U.S. Sen. Pat Toomey discusses gun control measures that he hopes can gain bipartisan support in the wake of mass shootings in El Paso, Texas, and Dayton, Ohio, at a news conference at the U.S. Custom House on Tuesday, August 6, 2019. "I’m all-in on this," he said.

U.S. Sen. Pat Toomey had stood before in that same room at the U.S. Custom House in Old City, speaking about the same issues in front of the cameras and microphones.

This time, just days after 31 people were massacred in mass shootings in El Paso, Texas, and Dayton, Ohio, the best he could do was offer hope and optimism that the sentiments of his peers – and their constituents – will be on his side when it comes to gun-control efforts.

On Tuesday morning, Toomey hosted a 20-minute press conference to discuss an ongoing, three-pronged, bipartisan, legislative push to keep guns out of the hands of people who shouldn’t have access to them. But he made no promises.

Rather, he discussed the NICS Denial Notification Act which – with support from U.S. Sen. Chris Coons of Delaware – would require federal authorities to “alert local law enforcement within 24 hours when individuals ‘lie and try’ to purchase firearms, which can be a warning sign of additional criminal behavior.” (An interesting wrinkle to that proposal would be the establishment of a National Commission on Mass Violence with non-elected experts who “will study the causes of mass violence in the United States,” an area for which research isn’t readily accessible.)

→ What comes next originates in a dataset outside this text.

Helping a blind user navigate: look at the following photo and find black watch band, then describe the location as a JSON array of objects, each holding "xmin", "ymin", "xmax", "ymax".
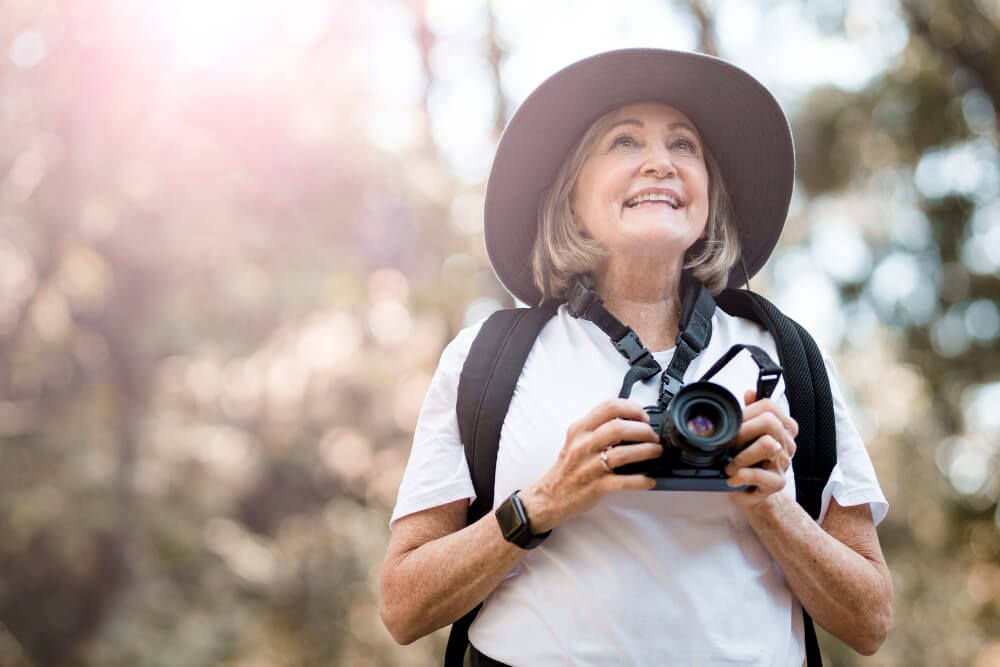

Toomey also spoke about a bipartisan ’red flag’ measure that would enable families and law enforcement agencies to obtain a court order to prevent dangerous individuals from getting guns.

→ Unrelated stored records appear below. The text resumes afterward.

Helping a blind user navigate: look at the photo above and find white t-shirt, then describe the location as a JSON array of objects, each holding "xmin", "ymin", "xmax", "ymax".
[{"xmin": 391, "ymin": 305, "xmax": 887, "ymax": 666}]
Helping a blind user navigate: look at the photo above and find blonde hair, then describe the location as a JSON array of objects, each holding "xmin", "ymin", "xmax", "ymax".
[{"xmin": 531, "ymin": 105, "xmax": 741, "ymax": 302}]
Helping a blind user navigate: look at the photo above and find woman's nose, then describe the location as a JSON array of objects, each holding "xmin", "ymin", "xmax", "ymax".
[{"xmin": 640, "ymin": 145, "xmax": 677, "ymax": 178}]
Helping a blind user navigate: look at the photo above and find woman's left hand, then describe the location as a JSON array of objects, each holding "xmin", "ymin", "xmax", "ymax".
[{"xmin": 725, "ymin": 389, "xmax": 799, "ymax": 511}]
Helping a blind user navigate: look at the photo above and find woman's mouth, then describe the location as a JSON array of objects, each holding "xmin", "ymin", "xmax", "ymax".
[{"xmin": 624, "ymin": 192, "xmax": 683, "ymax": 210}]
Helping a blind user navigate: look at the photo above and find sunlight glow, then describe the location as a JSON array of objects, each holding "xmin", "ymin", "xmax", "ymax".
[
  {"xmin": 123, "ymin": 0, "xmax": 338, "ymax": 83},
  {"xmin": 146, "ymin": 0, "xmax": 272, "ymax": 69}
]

Finally, he brought up his long-stalled proposal, with U.S. Sen. Joe Manchin of West Virginia, to “expand all background checks to all commercial firearms sales."

“The mass shootings in El Paso and Dayton are the latest horrific examples of the violent scourge that is gripping America,” he said. “The perpetrators of these murders are cowards. We must do more to keep guns out of the hands of psychopaths. While no law will end mass shootings entirely, it’s time for Congress to act to help keep our communities safer.”

“The president showed a willingness to work with us on the issue of strengthening background checks.” – U.S. Sen. Pat Toomey

What Toomey relied upon for renewed optimism was getting a phone call, and seeing tweets, from President Donald Trump, in which he urged “Democrats and Republicans to come together” to pass bipartisan gun control measures.

“The president called me and we had a lengthy conversation about these ideas,” Toomey said Thursday. “The president showed a willingness to work with us on the issue of strengthening background checks.”

Toomey's optimism rests on the sense that the time is right, especially after the violent incidents this weekend hit so close together – about 13 hours – and “the accumulated pain after so many of these" mass shootings.

He noted the “red flag” measure and NICS Denial Notification Act could have an easier path to surmounting the Senate’s 60-vote threshold than expanded background checks.

Asked why he trusted that Trump would be an efficient ally in the effort after the president blamed video games, the media and the Internet in general for contributing to the problems, Toomey told PhillyVoice that Trump has reached out to him in the past. But while he senses a genuine concern from the president, Toomey was given no guarantees.

“I’ve gotten no commitment that he definitely supports this, but I am going to try to persuade him to do so,” the junior senator said. “The environment seems to have changed a little bit. I’m all-in on this. I’m focused on keeping all firearms out of the hands of people who shouldn’t have them.

"I've been working to get this to a vote for six years now. I want to get this done as much as anybody out there."